Aziz, sıddık, çalışkan kardeşim!

Senin gördüğün vazife-i Kur’aniyenin hepsi mübarektir. Cenab-ı Hak sizi muvaffak etsin, fütur vermesin, şevkinizi artırsın.

Uhuvvet için bir düstur beyan edeceğim. O düsturu cidden nazara almalısınız.

Hayat, vahdet ve ittihadın neticesidir. İmtizaçkârane ittihat gittiği vakit, manevî hayat da gider.

وَلَا تَنَازَعُوا فَتَفْشَلُوا وَتَذْهَبَ رٖيحُكُمْ

işaret ettiği gibi tesanüd bozulsa cemaatin tadı kaçar.

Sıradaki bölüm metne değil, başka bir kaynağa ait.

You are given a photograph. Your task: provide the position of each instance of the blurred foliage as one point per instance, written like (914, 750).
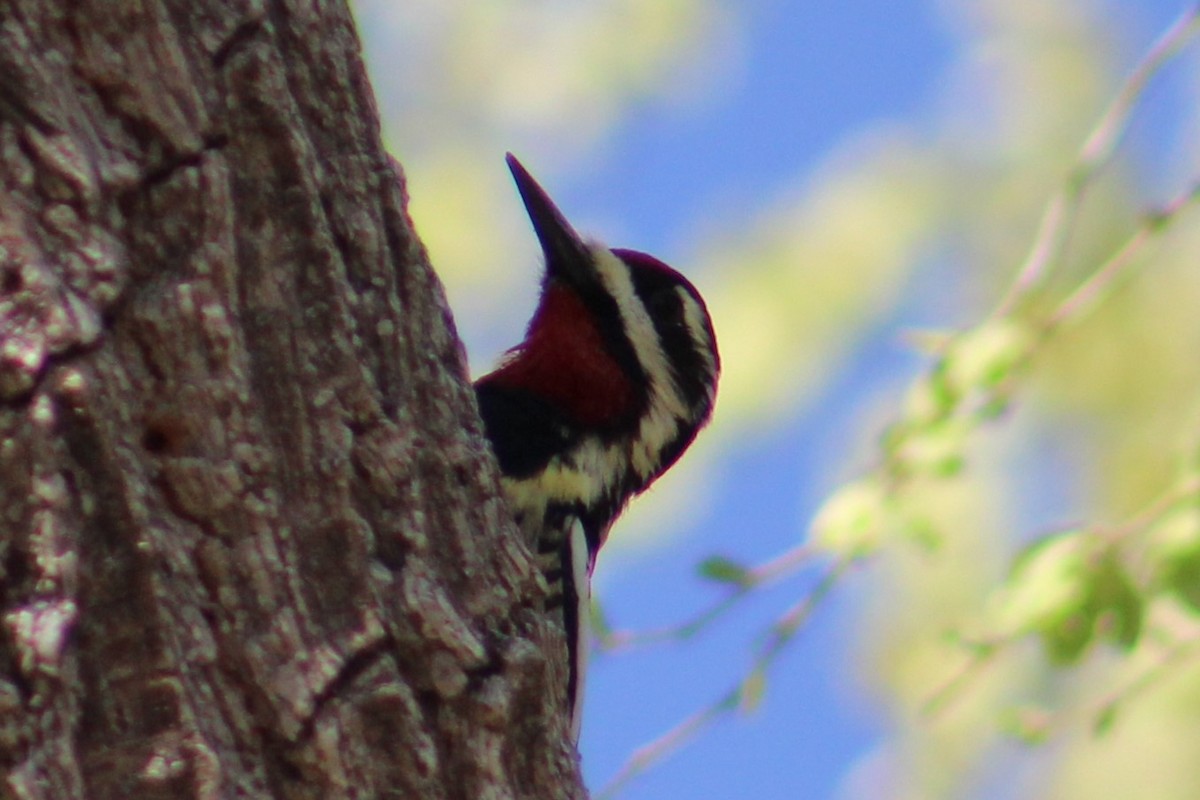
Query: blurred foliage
(1074, 349)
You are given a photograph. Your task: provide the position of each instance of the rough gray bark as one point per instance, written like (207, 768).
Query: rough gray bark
(251, 543)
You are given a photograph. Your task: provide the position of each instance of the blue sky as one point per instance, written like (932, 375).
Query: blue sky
(815, 72)
(811, 76)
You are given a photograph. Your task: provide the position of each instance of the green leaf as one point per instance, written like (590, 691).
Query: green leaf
(852, 522)
(754, 689)
(1174, 553)
(988, 355)
(724, 570)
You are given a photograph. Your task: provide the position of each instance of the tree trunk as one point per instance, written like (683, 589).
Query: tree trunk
(251, 539)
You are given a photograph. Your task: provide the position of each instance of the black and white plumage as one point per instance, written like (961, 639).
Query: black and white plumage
(616, 376)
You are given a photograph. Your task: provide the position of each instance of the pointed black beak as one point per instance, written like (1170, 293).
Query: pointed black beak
(567, 256)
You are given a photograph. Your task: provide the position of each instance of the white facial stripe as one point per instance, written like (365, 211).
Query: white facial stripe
(640, 328)
(695, 317)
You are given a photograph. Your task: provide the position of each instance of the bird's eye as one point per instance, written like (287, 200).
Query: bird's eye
(666, 306)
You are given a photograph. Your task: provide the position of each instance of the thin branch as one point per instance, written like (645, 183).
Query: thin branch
(781, 566)
(1152, 227)
(783, 631)
(1093, 155)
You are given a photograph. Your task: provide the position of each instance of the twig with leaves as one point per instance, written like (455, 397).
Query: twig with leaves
(969, 385)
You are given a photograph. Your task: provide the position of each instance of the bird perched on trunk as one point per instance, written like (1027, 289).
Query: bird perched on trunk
(616, 376)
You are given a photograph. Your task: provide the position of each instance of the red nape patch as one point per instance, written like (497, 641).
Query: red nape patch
(564, 360)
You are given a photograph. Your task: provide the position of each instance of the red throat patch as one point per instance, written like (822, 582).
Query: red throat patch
(564, 360)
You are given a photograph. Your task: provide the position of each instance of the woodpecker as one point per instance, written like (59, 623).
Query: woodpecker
(616, 376)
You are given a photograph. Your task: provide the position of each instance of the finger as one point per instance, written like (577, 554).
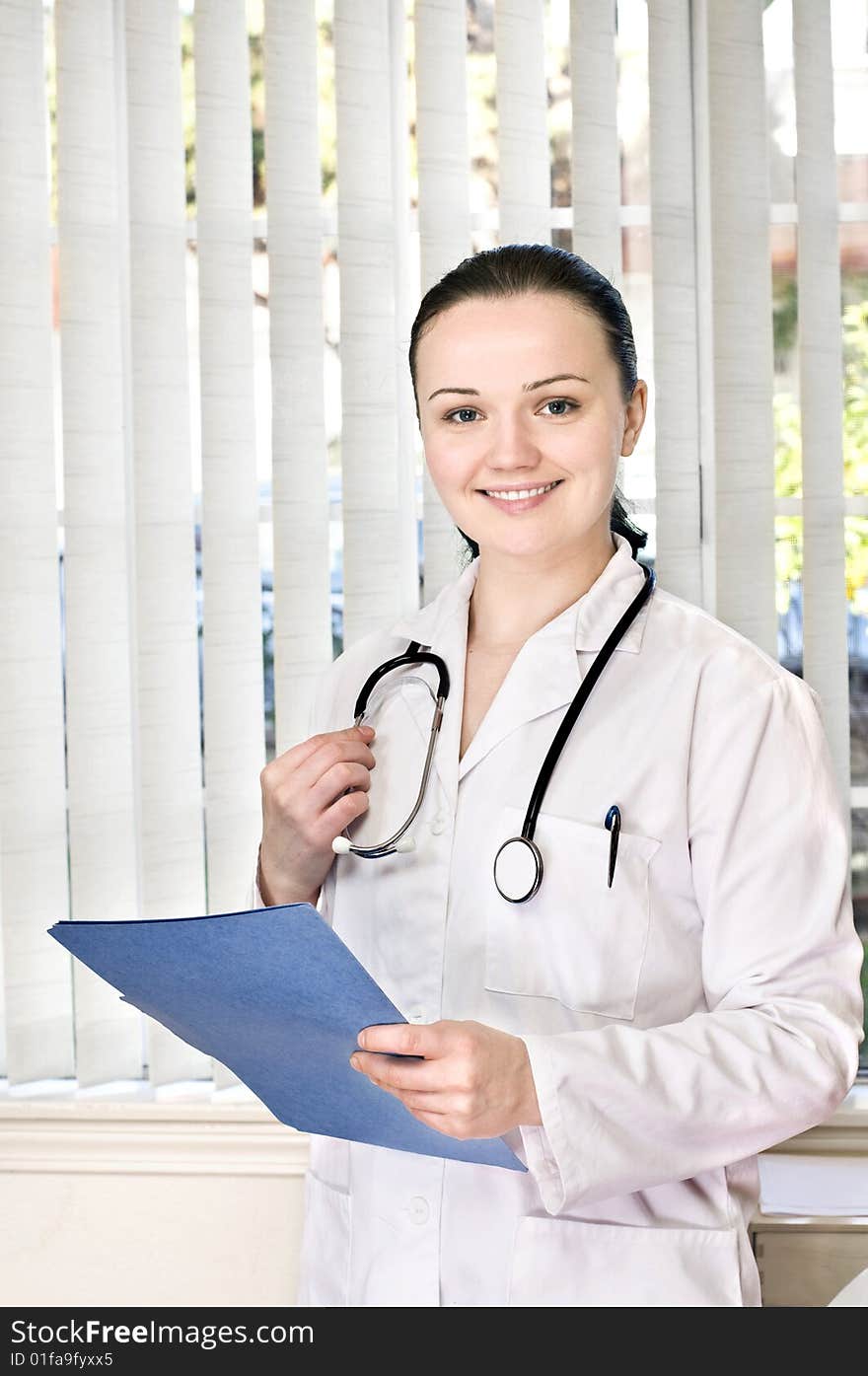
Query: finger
(399, 1073)
(403, 1038)
(297, 756)
(331, 750)
(337, 780)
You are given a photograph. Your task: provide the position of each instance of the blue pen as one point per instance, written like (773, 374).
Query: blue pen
(613, 823)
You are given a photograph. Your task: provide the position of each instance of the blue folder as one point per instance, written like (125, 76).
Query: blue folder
(278, 998)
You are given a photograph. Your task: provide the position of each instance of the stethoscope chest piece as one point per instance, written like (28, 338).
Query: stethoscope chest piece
(518, 870)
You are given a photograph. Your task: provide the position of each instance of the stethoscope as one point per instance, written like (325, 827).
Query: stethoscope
(518, 866)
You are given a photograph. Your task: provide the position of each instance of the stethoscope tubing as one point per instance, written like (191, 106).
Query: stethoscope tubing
(571, 716)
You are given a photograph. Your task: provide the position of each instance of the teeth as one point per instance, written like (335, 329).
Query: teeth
(525, 493)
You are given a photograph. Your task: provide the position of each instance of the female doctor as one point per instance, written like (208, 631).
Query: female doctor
(638, 1037)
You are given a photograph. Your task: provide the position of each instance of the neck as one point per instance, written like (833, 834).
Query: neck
(515, 596)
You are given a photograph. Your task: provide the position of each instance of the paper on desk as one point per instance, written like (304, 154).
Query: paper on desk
(278, 998)
(798, 1184)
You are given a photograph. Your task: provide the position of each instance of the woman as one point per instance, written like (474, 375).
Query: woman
(637, 1038)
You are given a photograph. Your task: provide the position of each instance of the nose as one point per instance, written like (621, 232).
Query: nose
(512, 448)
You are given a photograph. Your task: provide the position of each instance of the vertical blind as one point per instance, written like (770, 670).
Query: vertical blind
(108, 804)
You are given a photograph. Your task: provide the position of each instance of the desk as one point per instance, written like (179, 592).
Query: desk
(805, 1258)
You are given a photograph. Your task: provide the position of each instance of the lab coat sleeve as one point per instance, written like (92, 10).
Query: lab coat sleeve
(624, 1108)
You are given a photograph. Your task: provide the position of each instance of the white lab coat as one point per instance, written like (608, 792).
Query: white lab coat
(701, 1009)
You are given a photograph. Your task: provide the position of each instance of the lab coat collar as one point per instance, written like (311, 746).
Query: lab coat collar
(590, 618)
(543, 676)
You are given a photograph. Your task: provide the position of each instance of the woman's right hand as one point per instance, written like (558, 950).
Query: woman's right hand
(306, 807)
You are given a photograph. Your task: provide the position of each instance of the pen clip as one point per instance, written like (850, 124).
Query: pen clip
(613, 823)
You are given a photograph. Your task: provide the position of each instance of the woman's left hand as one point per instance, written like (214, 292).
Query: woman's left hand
(473, 1082)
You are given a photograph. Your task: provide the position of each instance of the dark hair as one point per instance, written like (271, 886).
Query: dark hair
(513, 270)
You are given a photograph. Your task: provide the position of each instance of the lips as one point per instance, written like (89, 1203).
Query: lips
(520, 498)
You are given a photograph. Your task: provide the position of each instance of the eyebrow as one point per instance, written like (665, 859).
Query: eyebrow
(526, 387)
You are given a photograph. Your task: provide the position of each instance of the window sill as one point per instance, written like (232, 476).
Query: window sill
(192, 1128)
(128, 1127)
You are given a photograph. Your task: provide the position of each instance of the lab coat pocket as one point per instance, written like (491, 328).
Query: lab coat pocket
(324, 1267)
(575, 940)
(560, 1261)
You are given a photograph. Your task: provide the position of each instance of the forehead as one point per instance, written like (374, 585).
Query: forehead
(513, 331)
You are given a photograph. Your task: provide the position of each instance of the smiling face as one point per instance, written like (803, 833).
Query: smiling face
(498, 415)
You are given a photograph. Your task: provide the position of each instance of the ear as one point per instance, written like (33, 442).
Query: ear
(634, 417)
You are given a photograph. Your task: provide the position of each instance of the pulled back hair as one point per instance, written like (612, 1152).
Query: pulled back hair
(518, 268)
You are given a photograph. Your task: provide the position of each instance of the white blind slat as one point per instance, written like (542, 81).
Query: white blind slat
(231, 581)
(376, 591)
(36, 1027)
(443, 159)
(168, 685)
(673, 248)
(302, 567)
(825, 609)
(525, 187)
(596, 159)
(742, 293)
(100, 709)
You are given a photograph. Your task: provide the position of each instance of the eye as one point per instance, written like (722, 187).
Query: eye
(470, 410)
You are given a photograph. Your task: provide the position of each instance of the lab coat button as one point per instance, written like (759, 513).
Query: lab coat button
(418, 1209)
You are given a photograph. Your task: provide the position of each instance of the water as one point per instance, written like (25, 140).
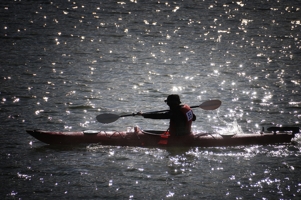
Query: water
(64, 62)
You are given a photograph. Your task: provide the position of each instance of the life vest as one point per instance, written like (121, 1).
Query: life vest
(180, 123)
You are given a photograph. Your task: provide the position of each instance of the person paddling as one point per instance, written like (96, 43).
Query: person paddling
(181, 116)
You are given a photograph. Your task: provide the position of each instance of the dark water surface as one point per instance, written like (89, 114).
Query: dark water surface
(64, 62)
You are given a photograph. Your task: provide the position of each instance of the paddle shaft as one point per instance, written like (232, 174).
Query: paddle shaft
(109, 118)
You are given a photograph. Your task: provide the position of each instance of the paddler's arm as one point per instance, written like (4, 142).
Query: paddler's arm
(165, 115)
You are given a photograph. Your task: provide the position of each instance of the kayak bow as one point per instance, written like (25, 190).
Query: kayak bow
(141, 138)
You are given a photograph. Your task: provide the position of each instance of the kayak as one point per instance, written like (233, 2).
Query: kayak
(151, 138)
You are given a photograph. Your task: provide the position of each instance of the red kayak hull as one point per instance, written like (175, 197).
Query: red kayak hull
(141, 139)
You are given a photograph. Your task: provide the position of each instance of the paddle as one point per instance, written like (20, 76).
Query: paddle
(109, 118)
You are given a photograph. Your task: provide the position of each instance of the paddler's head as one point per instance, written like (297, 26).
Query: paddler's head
(173, 100)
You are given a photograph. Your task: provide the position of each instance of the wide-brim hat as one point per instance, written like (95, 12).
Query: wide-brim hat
(173, 98)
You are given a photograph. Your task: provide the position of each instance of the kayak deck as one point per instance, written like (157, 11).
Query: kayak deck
(150, 138)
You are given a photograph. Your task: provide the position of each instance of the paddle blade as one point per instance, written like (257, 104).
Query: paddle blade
(107, 118)
(211, 105)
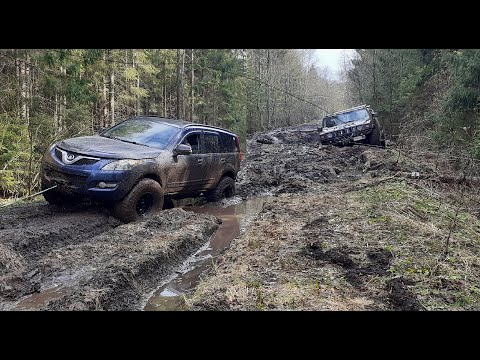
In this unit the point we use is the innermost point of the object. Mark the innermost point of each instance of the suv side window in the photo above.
(193, 140)
(211, 143)
(227, 143)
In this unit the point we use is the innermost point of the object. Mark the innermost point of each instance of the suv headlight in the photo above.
(119, 165)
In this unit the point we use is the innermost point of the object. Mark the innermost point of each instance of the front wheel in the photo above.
(145, 199)
(224, 189)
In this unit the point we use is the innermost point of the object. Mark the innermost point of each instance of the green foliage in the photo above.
(51, 94)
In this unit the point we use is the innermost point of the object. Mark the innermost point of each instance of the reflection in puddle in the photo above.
(38, 300)
(171, 296)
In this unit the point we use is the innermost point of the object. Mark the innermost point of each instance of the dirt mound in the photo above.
(292, 168)
(97, 262)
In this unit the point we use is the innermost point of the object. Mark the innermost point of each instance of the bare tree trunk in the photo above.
(23, 97)
(112, 96)
(164, 88)
(104, 112)
(63, 102)
(192, 94)
(268, 89)
(374, 64)
(180, 64)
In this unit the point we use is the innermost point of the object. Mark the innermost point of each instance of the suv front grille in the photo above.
(82, 160)
(65, 179)
(85, 161)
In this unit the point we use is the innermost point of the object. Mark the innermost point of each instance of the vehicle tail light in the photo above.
(240, 155)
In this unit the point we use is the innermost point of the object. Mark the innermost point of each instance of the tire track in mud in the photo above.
(91, 259)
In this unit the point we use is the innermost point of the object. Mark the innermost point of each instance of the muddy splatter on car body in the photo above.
(138, 162)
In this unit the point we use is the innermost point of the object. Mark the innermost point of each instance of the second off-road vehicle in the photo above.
(358, 124)
(136, 163)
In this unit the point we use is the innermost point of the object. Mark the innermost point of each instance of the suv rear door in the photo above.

Bilirsiniz ki üç elif ayrı ayrı yazılsa kıymeti üçtür. Tesanüd-ü adedî ile yazılsa yüz on bir kıymetinde olduğu gibi; sizin gibi üç dört hâdim-i hak, ayrı ayrı ve taksimü’l-a’mal olmamak cihetiyle hareket etseler kuvvetleri üç dört adam kadardır. Eğer hakiki bir uhuvvetle, birbirinin faziletleriyle iftihar edecek bir tesanüdle, birbirinin aynı olmak derecede bir tefani sırrıyla hareket etseler o dört adam, dört yüz adam kuvvetinin kıymetindedirler.

Sizler koca Isparta değil belki büyük bir memleketi tenvir edecek elektriklerin makinistleri hükmündesiniz. Makinenin çarkları birbirine muavenete mecburdur. Birbirini kıskanmak değil belki bilakis birbirinin fazla kuvvetinden memnun olurlar. Şuurlu farz ettiğimiz bir çark, daha kuvvetli bir çarkı görse memnun olur. Çünkü vazifesini tahfif ediyor. Hak ve hakikatin, Kur’an ve imanın hizmeti olan büyük bir hazine-i âliyeyi omuzlarında taşıyan zatlar, kuvvetli omuzlar altına girdikçe iftihar eder, minnettar olur, şükreder.

Sakın birbirinize tenkit kapısını açmayınız. Tenkit edilecek, kardeşlerinizden hariç dairelerde çok var. Ben nasıl meziyetinizle iftihar ediyorum, o meziyetlerden ben mahrum kaldıkça sizde bulunduğundan memnun oluyorum, kendimindir telakki ediyorum. Siz de üstadınızın nazarıyla birbirinize bakmalısınız. Âdeta her biriniz ötekinin faziletlerine nâşir olunuz.